John closed his eyes and let the warmth from the globe take him back. His bags were already loaded in the Carain and there was that awkward emotional sense of wanting to leave (to get on with it) and wanting to stay. The feeling was one that unless you had first hand experience, simply couldn't be described. One felt torn between duties, between family and hearth and god and world. It was a feeling no words could salve. He had long since stopped trying to explain to Cait and she had learned to stop asking.

John walked back into the house, standing just inside the door, and like owls in the night, two sets of quiet eyes starred back at him. Then as children are wont to do, Ariel broke the tension with a giggle as she skipped toward him, her hands held behind her back. He had bent down on one knee, his eyes on the same level as hers and the contagiousness of her smile gave birth to his own.

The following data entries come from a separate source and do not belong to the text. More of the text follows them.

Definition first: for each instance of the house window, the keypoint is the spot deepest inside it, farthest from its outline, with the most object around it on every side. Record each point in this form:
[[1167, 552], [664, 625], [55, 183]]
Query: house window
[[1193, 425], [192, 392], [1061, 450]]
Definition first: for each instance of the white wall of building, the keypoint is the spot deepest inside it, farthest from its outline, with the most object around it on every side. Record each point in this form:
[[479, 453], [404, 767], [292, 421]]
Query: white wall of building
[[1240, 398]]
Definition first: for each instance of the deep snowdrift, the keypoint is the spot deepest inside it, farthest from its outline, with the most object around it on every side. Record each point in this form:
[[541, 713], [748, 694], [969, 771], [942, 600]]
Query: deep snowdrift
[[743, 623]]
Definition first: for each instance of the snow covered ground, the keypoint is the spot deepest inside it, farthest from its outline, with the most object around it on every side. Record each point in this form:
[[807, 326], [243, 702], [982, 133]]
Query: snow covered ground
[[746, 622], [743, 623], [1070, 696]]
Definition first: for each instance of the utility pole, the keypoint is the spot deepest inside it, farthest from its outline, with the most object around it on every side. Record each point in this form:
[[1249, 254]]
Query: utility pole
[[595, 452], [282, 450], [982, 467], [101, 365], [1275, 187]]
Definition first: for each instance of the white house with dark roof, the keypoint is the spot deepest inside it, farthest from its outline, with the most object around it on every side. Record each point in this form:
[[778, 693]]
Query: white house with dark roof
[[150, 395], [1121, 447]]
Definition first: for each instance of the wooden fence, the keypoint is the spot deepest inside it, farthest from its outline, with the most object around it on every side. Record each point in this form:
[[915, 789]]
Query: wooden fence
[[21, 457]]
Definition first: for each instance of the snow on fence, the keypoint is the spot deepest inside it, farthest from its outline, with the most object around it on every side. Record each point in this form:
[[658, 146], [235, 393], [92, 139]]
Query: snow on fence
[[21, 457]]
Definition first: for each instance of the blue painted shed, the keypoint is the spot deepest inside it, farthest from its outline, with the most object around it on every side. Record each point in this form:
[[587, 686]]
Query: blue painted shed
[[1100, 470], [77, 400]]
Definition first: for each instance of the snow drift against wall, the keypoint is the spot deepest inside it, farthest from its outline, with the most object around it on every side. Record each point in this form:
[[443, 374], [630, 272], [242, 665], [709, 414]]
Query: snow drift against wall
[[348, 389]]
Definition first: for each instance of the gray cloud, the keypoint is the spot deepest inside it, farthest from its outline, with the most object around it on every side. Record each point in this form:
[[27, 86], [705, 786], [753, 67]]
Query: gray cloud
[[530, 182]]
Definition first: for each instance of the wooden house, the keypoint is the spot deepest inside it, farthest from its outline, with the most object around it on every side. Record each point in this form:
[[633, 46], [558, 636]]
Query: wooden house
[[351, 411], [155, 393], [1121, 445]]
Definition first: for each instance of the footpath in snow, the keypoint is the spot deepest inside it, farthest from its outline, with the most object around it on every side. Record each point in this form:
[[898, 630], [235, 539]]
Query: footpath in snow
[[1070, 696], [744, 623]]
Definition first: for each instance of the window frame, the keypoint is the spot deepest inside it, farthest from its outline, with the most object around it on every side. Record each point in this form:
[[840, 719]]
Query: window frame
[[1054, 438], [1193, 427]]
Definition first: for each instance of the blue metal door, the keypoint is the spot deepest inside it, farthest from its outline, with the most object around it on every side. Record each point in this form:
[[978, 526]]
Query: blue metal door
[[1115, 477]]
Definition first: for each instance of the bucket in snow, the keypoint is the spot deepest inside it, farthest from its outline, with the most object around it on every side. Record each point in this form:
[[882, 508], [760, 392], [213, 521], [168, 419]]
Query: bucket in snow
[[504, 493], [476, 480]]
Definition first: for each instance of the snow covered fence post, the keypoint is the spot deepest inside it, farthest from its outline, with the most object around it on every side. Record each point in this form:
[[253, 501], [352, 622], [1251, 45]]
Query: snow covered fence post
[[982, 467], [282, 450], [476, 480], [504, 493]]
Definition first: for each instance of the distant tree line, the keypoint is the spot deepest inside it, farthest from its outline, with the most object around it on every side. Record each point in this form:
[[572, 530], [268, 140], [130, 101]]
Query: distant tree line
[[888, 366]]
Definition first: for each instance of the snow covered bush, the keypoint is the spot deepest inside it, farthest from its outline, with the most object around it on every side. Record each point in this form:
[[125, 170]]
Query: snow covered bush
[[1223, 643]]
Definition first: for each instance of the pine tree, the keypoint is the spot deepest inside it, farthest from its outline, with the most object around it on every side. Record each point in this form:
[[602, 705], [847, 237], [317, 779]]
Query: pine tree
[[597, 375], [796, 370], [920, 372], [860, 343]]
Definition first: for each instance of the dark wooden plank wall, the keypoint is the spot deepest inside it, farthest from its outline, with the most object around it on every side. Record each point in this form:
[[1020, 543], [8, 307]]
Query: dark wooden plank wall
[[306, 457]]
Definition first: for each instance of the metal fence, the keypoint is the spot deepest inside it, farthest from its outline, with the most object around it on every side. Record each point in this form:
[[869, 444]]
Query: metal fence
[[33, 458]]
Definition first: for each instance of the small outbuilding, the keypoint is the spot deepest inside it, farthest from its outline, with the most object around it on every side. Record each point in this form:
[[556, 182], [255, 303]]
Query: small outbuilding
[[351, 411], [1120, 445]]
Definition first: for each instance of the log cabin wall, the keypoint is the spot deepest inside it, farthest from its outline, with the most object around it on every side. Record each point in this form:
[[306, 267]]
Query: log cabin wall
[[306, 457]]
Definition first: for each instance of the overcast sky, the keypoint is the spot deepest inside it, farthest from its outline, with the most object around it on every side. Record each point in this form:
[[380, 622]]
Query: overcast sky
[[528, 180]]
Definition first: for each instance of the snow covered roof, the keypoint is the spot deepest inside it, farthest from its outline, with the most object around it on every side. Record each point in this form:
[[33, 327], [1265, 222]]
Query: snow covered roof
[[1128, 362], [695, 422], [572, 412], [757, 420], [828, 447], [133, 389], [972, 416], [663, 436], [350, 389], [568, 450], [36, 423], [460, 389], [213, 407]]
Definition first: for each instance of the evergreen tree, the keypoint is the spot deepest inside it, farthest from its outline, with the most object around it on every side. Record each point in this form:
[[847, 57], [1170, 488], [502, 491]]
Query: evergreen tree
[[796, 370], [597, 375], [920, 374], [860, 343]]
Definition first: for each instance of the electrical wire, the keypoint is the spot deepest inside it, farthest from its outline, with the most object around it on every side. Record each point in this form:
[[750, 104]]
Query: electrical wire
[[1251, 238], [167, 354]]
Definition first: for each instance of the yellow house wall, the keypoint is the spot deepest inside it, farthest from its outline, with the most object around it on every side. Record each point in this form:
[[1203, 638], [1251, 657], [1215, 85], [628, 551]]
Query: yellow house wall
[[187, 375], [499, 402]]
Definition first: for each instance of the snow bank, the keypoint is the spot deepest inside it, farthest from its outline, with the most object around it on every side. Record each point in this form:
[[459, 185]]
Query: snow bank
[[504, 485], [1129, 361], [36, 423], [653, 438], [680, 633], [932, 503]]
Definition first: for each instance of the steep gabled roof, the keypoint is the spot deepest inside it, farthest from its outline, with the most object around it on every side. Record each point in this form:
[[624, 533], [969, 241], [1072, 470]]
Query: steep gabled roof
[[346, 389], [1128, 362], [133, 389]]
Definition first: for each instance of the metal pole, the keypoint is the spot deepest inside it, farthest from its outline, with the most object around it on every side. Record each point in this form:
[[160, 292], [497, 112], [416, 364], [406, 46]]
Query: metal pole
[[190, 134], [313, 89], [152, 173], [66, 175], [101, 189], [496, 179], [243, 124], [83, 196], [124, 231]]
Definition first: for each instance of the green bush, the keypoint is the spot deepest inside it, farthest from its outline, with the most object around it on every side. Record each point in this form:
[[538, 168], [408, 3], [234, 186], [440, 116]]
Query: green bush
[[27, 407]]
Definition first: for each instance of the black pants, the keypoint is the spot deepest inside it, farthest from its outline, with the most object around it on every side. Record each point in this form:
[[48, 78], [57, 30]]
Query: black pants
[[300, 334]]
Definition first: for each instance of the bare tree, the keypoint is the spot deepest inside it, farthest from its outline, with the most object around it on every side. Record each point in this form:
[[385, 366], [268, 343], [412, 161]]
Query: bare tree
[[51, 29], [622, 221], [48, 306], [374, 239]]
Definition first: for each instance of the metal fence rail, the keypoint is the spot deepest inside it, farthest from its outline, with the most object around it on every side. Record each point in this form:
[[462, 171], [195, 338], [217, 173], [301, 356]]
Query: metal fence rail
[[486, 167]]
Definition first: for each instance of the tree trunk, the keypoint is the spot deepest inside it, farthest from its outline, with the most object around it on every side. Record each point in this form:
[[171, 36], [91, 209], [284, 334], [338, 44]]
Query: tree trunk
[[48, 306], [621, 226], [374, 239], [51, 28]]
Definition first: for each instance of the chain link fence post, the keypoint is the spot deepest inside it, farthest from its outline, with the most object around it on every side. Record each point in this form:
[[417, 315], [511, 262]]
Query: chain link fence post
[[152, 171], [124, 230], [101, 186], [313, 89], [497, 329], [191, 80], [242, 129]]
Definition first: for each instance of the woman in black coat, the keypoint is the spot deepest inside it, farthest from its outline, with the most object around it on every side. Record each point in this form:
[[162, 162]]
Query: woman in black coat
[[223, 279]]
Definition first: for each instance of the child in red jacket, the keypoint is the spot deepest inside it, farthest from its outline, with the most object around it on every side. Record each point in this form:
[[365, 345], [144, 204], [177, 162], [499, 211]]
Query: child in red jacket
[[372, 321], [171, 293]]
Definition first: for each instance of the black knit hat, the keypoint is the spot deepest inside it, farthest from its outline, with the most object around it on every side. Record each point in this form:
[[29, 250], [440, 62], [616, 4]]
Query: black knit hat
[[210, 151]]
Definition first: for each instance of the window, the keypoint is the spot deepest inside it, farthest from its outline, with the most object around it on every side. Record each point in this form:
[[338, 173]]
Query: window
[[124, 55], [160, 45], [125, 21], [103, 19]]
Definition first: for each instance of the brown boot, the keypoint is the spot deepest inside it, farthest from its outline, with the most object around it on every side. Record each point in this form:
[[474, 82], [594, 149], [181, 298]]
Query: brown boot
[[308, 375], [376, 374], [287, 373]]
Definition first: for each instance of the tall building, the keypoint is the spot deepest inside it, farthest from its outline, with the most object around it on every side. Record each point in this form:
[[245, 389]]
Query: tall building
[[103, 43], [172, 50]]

Then, without words, she held the globe out to him, her eyes full of expectant anticipation, longing to join her love with his, to seal a bond known between a father and a daughter. He did not disappoint. Holding the globe in one hand and Ariel on his knee in the other, he hugged her tight and looked at Cait with wet eyes. "It is the most magnificent gift I have ever gotten," he had said as he felt her little arms tighten with joy around his neck. And he meant every word.